The negligee or négligée (négligé /fr/; lit. 'neglected'), also known in French as déshabillé (/fr/; lit. 'undressed'), is a form of see-through clothing for women consisting of a sheer, usually long, dressing gown. It is a form of nightgown intended to be worn in the bedroom. It was introduced in France in the 18th century, where it mimicked the heavy head-to-toe style of women's day dresses of the time.

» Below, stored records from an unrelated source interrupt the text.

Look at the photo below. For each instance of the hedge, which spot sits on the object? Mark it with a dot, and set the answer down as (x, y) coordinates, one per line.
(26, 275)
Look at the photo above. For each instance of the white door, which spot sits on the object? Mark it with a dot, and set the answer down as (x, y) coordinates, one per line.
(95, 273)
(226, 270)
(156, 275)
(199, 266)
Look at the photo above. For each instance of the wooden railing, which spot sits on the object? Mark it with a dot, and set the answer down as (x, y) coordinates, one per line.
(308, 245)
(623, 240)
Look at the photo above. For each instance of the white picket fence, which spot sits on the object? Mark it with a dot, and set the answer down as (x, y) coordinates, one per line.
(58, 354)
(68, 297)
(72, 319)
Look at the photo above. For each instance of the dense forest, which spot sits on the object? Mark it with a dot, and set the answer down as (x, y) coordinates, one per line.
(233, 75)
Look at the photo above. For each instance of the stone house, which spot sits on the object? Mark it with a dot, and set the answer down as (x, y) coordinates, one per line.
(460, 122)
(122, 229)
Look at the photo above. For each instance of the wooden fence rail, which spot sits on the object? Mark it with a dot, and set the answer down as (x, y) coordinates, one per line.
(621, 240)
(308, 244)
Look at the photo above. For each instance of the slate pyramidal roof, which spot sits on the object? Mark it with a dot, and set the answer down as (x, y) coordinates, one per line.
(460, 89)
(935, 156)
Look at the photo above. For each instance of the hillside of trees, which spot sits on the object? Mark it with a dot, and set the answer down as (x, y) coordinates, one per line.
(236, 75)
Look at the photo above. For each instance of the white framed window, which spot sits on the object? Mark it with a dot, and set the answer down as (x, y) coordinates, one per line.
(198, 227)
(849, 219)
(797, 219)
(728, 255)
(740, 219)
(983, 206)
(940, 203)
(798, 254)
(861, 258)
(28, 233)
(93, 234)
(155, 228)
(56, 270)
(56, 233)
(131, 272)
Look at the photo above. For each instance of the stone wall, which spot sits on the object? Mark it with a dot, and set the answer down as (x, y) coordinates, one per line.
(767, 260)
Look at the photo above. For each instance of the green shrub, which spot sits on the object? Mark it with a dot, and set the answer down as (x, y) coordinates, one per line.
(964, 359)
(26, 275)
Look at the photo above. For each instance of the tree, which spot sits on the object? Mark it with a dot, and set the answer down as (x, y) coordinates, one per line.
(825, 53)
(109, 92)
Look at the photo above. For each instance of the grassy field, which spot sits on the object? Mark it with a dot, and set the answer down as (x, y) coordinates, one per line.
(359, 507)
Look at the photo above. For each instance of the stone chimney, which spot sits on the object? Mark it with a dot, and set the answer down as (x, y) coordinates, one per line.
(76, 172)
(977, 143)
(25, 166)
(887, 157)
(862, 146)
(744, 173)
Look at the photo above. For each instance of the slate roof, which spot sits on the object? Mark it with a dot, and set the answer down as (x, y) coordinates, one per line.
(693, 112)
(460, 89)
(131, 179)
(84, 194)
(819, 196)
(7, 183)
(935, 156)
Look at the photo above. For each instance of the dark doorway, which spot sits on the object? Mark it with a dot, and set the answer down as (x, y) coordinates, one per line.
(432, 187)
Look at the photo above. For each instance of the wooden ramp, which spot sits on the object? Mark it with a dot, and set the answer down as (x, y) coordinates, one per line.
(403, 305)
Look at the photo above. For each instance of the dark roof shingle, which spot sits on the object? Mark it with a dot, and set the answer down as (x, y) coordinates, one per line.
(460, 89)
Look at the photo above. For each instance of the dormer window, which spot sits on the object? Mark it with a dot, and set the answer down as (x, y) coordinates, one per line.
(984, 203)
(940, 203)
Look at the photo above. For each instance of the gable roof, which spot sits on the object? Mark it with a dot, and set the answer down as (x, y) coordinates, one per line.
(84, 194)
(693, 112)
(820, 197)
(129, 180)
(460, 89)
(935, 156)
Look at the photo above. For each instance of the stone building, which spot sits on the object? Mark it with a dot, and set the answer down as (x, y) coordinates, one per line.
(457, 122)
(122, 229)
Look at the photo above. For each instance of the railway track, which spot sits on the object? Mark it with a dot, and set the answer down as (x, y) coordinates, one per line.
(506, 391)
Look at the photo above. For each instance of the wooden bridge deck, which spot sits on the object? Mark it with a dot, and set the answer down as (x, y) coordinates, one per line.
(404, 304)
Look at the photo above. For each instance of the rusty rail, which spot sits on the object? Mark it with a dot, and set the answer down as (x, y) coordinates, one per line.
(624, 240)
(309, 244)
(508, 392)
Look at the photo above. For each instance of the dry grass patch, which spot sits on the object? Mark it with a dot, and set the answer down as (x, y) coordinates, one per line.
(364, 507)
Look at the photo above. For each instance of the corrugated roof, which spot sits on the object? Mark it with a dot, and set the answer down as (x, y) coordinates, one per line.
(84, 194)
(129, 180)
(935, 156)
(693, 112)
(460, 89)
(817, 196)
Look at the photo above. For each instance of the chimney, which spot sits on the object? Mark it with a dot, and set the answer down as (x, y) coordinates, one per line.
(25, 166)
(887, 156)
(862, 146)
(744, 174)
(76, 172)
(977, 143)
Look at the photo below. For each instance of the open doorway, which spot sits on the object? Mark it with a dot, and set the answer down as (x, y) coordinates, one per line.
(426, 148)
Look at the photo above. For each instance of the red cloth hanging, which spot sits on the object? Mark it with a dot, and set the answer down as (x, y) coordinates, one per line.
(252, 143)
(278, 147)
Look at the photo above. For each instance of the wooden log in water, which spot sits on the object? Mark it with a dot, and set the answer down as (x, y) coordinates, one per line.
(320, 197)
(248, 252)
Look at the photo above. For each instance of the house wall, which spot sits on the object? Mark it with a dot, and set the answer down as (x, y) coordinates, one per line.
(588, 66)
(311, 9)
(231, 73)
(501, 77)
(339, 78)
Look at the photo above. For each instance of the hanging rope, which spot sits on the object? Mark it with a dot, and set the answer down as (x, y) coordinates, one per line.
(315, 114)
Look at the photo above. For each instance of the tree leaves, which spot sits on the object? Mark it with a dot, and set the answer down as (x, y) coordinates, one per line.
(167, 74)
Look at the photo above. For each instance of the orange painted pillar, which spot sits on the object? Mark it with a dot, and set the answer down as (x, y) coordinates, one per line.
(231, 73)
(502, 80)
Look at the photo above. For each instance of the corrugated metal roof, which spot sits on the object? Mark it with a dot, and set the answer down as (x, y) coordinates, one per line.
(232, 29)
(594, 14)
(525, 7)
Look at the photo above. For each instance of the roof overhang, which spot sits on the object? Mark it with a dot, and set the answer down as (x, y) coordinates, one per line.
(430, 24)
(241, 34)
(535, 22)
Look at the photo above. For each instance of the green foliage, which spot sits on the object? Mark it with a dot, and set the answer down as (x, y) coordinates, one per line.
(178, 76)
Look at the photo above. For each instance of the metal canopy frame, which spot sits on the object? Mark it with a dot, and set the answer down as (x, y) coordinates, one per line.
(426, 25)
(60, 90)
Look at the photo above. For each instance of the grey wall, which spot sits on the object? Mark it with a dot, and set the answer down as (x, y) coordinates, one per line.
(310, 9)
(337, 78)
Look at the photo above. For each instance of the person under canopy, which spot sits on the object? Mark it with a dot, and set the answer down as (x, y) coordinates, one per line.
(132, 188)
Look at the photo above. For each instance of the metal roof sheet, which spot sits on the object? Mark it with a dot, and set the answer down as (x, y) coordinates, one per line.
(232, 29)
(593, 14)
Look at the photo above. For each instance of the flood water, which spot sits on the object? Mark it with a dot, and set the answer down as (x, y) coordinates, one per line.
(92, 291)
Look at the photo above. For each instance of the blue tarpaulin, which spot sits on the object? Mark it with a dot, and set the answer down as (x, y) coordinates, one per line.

By the 1920s, the negligee began to mimic women's satin single-layer evening dress of the period. The term "negligee" was used on a Royal Doulton run of ceramic figurines in 1927, showing women wearing what appears to be a one-piece knee-length slip made of silk or rayon, trimmed with lace. Although the evening-dress style of nightwear made moves towards the modern negligee style—translucent bodices, lace trimming, bows, exemplified in 1941 by a photo of Rita Hayworth in Life—it was only after World War II that nightwear changed from being primarily utilitarian to being primarily sensual or even erotic; the negligee emerged strongly as a form of lingerie.

Modern negligees are often much looser, made of sheer and diaphanous fabrics, and trimmed with lace or other fine material and bows. Multiple layers of fabric are often used. The modern negligee thus perhaps owes more to women's fine bedjackets or bed-capes, and up-market slips than to the nightgown. It spread to a mass market, benefiting from the introduction of cheap synthetic fabrics such as nylon and its finer successors. From the 1940s to the 1970s, the trend was for negligees to become shorter in length (e.g. the babydoll of the 1970s). Negligees made from the 1940s to the 1970s are now collectible vintage items.

In the UK in 2004, negligees accounted for only four percent of women's nightwear sales, women's pyjamas having dominated since the mid-1980s. However, UK negligee sales are said to have been the fastest increasing sector of the market since 1998.